Archive for the ‘St. Theodore Guerin’ Category

An American Saint’s Journal

November 2, 2008

Two years ago, Mother Theodore Guerin was canonized by Pope Benedict XVI, making her America’s newest saint.  (Though I’m pretty sure she never became an official American citizen, she did come here from France at age 42, and spent the last 14 years of her life here, doing some extraordinary and tireless work for God during that time.) 

I did an article on her canonization at the time for Our Sunday Visitor, which included interviewing the vice-postulator of Mother Theodore’s cause, and it was all extremely interesting.  She deserves to be better known among American Catholics.

So I was pleased to see this news today: A journal that St. Theodore kept throughout her American years, which has been carefully preserved by the Sisters of Providence, the community in Indiana that she founded, is now digitized and available to all on the internet.  All 260 pages can be view here.  The work was done with the help of the Indiana Historical Society. 

The Sisters of Providence website tells us:

According to the July/August 2008 issue of the Indiana Historical Society’s publication, INPerspective, “After receiving permission to separate the pages by clipping what remained of the stitches, each sheet was gently humidified to relax the center crease and then gently flattened. Some pages have been mended with an early conservation technique that uses undyed sheer silk gauze and wheat starch paste to cover fragile areas, which allows the script to be read while holding the torn areas together.”
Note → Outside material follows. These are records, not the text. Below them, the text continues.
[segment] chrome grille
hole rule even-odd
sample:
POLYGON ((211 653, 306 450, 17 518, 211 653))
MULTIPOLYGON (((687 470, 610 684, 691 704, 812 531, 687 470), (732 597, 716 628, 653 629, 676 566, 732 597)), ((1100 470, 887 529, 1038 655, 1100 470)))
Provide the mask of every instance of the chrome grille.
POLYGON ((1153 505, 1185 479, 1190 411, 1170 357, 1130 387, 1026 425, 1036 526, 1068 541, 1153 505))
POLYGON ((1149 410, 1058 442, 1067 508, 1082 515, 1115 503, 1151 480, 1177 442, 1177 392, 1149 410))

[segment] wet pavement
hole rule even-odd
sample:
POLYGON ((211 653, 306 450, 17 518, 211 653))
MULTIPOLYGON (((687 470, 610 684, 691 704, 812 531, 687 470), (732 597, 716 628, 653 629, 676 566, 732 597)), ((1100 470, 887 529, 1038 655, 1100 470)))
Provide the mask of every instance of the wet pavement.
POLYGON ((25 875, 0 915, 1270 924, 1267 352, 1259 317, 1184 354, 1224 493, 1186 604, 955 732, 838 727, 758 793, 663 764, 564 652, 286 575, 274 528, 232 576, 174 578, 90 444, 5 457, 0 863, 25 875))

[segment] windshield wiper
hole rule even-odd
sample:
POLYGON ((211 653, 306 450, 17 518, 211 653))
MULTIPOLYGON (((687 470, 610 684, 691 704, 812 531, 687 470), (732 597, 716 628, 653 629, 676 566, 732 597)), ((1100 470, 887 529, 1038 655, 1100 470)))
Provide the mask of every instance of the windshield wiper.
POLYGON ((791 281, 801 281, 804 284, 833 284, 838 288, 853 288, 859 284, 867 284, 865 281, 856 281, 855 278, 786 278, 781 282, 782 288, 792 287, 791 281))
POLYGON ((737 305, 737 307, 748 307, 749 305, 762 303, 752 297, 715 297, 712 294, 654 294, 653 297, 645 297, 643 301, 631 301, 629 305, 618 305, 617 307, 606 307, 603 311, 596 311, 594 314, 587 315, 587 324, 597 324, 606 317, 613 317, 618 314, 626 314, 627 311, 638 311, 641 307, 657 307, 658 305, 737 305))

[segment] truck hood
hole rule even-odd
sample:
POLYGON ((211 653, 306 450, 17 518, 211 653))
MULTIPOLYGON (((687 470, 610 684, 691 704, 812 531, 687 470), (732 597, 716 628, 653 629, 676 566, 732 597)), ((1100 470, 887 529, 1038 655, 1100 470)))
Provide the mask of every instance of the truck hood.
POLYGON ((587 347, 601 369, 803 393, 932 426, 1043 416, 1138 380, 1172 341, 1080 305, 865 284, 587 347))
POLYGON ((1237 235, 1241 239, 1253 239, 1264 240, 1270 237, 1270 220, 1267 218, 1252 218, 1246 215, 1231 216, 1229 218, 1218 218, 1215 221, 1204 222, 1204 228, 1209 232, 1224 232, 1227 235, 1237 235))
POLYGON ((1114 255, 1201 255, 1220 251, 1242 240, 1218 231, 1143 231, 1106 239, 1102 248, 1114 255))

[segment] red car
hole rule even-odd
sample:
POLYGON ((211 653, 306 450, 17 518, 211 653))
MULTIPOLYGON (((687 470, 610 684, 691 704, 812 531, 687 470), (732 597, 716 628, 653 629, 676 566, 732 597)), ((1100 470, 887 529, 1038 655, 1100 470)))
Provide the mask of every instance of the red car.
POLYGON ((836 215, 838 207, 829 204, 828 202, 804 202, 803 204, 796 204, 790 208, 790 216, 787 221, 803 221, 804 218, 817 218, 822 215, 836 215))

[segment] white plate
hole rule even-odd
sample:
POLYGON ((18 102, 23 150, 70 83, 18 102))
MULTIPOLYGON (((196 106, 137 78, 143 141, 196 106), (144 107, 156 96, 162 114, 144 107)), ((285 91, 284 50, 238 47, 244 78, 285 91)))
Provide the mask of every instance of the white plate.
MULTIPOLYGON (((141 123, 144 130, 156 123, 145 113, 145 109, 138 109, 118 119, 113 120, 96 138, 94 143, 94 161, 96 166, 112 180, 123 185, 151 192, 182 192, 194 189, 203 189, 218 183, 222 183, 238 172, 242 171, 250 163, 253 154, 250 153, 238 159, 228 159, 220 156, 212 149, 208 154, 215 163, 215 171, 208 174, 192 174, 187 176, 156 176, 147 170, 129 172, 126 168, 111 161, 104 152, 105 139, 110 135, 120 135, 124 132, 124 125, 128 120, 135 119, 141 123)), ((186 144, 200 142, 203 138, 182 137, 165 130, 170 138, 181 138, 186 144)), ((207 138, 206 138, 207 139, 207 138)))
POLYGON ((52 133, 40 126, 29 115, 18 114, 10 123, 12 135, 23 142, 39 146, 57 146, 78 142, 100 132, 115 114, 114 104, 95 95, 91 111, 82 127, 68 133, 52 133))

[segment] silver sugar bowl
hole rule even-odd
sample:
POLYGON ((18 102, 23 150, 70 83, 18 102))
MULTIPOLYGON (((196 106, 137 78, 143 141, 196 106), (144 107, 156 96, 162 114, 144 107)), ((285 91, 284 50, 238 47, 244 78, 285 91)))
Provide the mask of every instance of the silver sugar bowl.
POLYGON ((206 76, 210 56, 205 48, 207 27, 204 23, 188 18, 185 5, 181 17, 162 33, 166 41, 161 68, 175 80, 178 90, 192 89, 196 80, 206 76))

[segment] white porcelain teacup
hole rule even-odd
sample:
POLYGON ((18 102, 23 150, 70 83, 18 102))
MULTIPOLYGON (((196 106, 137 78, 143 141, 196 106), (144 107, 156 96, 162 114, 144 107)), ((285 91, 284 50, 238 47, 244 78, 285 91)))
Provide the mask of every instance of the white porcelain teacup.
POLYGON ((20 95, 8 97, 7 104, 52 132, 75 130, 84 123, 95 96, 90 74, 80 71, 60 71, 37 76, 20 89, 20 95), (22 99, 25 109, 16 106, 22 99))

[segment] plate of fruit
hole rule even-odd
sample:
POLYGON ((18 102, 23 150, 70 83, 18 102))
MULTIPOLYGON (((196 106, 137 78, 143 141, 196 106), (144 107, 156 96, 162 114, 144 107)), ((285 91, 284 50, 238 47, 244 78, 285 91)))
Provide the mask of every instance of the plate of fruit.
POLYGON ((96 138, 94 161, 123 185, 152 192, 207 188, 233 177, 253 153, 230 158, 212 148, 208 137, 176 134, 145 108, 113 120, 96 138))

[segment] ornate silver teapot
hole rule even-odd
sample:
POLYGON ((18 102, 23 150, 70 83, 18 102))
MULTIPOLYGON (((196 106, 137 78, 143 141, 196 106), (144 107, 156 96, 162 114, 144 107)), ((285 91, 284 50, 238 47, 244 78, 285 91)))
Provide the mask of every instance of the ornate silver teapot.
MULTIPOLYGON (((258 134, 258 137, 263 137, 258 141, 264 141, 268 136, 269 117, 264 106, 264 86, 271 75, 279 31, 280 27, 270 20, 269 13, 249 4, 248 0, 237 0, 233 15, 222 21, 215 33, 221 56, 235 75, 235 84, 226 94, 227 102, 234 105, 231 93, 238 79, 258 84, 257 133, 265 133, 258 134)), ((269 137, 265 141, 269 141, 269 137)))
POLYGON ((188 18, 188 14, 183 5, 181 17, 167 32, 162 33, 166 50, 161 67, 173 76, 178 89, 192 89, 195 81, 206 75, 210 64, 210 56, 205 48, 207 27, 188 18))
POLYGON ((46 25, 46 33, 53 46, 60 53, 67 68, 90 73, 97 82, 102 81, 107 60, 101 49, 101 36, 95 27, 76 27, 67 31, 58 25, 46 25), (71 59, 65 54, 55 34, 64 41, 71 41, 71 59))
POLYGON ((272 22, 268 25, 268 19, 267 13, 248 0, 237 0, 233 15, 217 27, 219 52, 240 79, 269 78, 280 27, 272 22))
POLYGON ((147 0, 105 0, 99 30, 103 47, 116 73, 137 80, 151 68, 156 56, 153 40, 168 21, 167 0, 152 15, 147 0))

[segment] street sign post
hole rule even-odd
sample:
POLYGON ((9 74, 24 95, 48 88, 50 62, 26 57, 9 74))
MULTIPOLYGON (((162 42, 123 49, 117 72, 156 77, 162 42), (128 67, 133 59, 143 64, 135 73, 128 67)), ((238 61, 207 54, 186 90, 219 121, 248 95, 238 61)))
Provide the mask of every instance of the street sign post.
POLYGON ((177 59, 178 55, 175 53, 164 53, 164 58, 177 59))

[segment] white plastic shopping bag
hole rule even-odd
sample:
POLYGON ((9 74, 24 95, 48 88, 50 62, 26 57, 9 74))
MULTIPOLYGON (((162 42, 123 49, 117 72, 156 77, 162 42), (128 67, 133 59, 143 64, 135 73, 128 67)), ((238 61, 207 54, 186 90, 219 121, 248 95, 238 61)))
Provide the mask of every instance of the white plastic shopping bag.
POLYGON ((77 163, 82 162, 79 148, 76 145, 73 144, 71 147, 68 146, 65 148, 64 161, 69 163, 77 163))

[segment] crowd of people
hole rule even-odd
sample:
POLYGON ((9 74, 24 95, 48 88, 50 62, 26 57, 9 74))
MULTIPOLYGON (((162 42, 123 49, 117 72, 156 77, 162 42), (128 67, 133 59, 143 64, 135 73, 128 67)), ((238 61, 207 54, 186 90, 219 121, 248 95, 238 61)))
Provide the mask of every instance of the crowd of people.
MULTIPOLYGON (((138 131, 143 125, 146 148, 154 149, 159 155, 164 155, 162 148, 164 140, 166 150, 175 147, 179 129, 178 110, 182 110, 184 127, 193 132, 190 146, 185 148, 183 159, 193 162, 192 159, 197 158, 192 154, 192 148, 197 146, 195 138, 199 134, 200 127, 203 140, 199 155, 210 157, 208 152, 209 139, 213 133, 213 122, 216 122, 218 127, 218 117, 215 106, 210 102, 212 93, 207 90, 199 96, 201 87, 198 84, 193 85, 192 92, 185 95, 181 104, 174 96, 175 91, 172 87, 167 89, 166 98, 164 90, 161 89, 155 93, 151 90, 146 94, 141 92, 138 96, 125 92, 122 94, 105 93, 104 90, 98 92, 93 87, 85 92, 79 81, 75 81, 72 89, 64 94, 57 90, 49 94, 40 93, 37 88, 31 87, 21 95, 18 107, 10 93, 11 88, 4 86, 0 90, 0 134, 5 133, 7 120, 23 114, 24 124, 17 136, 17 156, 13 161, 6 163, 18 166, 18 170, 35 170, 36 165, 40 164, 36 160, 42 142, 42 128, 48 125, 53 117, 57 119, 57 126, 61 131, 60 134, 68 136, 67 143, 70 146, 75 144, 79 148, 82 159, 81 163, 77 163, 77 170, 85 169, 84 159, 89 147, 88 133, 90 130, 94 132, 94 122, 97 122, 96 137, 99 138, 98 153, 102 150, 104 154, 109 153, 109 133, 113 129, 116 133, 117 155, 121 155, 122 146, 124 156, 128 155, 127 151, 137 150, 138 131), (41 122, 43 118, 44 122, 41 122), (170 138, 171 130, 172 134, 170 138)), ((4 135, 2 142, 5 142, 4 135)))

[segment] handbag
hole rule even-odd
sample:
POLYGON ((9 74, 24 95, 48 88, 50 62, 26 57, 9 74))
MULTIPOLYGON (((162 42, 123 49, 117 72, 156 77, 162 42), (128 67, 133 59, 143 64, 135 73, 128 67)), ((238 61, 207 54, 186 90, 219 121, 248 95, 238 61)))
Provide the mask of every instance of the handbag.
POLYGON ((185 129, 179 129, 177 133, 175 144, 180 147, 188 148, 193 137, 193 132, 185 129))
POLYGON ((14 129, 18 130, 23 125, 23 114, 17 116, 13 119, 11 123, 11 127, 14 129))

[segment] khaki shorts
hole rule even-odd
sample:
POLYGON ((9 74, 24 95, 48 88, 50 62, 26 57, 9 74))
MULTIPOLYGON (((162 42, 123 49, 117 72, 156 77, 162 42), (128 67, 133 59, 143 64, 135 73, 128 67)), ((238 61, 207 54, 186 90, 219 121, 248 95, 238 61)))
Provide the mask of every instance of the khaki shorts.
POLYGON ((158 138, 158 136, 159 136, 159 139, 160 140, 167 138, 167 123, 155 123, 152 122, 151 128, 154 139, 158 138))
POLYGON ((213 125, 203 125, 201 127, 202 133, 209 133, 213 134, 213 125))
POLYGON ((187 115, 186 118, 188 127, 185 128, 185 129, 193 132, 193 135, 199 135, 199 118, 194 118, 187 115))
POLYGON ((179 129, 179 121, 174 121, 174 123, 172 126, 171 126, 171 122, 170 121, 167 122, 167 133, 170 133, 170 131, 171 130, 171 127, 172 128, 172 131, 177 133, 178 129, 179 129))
Sister Mary worked closely with Ramona Duncan-Huse, senior director of the Indiana Historical Society Conservation. In an e-mail correspondence to Sister Mary, Ramona wrote about this project. “We have finished the Guerin diary; attached is the first page! We are very excited about the research these digital images will allow. Thank you for allowing us the opportunity to work with this very special artifact — special not only to the Sisters of Providence, but to the world.”

They appear to be all in French.  But I’m sure they’ll make an excellent resource for research into the history of the Church in that part of America, as well as into the life and spirituality of Mother Theodore.